Depuis le décès de Félix Houphouët-Boigny en 1993, la Côte d’Ivoire a traversé des étapes difficiles qui ont mis à l’épreuve son unité et sa stabilité. Aujourd’hui, alors que le pays se prépare pour une nouvelle élection présidentielle, il y a lieu de réfléchir aux conséquences d’une prolongation du pouvoir exécutif.
Par Abou Maco
La Côte d’Ivoire, autrefois perçue comme un modèle de stabilité en Afrique de l’Ouest, a vu son parcours marqué par des crises profondes depuis la disparition de son premier président. La nomination d’Alassane Ouattara au poste de Premier ministre en 1990, suivie de la mise en place de la carte de séjour, a introduit des tensions identitaires qui ont exacerbé les divisions internes. Ces décisions ont contribué à une perception croissante de l’étranger comme un « autre », alimentant des sentiments nationalistes et xénophobes.
Les événements de 2002, où une rébellion a éclaté, ont plongé le pays dans une guerre civile, divisant le territoire entre le nord et le sud. Cette crise a été exacerbée par des rivalités politiques, notamment entre Alassane Ouattara et Laurent Gbagbo, et a laissé des cicatrices profondes dans le tissu social ivoirien. La période post-électorale de 2010-2011 a vu des violences qui ont fait plus de 3 mille morts, selon les Nations Unies.
Aujourd’hui, à 83 ans, Alassane Ouattara brigue un quatrième mandat présidentiel, malgré des engagements antérieurs à ne pas se représenter. Cette décision suscite des interrogations sur la constitutionnalité de sa candidature et sur les risques de tensions politiques. Des manifestations ont eu lieu, notamment à Abidjan, où des milliers de personnes ont exprimé leur opposition à ce quatrième mandat, dénonçant une concentration excessive du pouvoir et appelant à des élections libres et transparentes.

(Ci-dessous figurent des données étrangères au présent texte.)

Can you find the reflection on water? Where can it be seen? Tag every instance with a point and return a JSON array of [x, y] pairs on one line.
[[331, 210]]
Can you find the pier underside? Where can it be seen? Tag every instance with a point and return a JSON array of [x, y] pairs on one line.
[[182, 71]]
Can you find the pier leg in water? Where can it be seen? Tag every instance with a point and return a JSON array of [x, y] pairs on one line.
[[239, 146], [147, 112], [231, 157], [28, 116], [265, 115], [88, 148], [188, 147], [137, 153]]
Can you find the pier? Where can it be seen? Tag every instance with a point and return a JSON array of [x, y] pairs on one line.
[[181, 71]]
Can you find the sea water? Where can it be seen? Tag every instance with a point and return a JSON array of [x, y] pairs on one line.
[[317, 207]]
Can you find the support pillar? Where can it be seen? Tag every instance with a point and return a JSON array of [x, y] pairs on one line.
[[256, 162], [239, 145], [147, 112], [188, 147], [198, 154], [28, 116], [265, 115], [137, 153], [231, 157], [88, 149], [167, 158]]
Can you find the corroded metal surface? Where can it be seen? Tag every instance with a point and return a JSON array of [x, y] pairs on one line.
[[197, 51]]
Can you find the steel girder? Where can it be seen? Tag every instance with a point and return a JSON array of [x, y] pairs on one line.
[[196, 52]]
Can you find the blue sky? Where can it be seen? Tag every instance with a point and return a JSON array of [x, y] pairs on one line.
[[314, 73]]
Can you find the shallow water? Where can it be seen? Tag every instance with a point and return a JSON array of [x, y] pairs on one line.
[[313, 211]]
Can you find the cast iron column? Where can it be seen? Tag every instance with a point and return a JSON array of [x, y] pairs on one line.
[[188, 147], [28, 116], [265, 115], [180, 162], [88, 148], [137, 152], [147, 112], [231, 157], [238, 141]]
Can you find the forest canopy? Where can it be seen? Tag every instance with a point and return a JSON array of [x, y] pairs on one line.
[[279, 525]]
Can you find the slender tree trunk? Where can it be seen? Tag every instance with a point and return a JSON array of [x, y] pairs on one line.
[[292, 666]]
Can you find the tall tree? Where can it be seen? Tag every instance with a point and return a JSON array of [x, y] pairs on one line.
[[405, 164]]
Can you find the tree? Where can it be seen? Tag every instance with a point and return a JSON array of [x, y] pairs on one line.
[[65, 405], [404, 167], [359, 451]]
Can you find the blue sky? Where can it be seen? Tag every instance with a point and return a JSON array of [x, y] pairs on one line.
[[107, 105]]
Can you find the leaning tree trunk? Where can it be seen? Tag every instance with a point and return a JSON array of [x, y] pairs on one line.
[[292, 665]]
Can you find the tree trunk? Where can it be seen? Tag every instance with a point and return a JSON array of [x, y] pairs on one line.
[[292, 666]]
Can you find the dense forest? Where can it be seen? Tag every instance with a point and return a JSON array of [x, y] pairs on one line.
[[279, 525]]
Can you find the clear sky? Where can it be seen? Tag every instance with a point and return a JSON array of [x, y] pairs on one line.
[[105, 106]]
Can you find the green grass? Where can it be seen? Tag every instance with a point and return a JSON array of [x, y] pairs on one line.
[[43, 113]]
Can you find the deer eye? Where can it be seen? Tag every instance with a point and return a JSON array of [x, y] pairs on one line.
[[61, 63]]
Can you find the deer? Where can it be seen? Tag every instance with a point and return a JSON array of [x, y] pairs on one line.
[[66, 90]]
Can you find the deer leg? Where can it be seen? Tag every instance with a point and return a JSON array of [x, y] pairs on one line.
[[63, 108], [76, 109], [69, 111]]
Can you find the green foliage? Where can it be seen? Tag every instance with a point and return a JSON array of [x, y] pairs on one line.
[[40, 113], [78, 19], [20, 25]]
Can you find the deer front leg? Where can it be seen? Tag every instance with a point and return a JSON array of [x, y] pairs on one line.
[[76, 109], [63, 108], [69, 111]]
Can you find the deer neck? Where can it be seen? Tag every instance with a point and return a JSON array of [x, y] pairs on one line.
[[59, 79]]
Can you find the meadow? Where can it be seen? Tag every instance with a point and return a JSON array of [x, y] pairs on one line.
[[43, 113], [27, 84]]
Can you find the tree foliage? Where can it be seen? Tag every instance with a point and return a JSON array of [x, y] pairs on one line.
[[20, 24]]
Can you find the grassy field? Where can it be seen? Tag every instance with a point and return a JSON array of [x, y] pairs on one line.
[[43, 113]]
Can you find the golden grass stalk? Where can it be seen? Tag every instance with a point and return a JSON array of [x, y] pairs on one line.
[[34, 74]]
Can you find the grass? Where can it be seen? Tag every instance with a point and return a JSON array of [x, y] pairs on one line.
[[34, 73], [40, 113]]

Le climat politique actuel est tendu, avec des rapports faisant état de répression des opposants et de restrictions des libertés publiques. Des rassemblements pacifiques ont été dispersés violemment, et des leaders politiques ont été arrêtés ou contraints à l’exil. Cette situation soulève des questions sur l’état de la démocratie en Côte d’Ivoire et sur la volonté réelle d’ouvrir l’espace politique à une nouvelle génération.
Il faudrait pourtant rappeler que la stabilité d’un pays ne réside pas uniquement dans la prolongation du pouvoir d’un individu, mais dans la capacité à renouveler les institutions et à permettre l’émergence de nouvelles voix. La Côte d’Ivoire a besoin d’un leadership qui incarne l’unité nationale, la réconciliation et le respect des principes démocratiques. Il est temps de tourner la page et de permettre à une nouvelle génération de prendre les rênes du pays.
Ce pays a traversé des épreuves difficiles mais elle a également montré une résilience remarquable. Pour préserver la paix et l’unité, il est important que les dirigeants actuels fassent preuve de sagesse et de responsabilité. Un changement de leadership, loin d’être une menace, pourrait être l’opportunité d’un renouveau démocratique et d’une réconciliation nationale durable. Le moment est venu de passer le flambeau à ceux qui porteront l’avenir du pays avec vision et intégrité.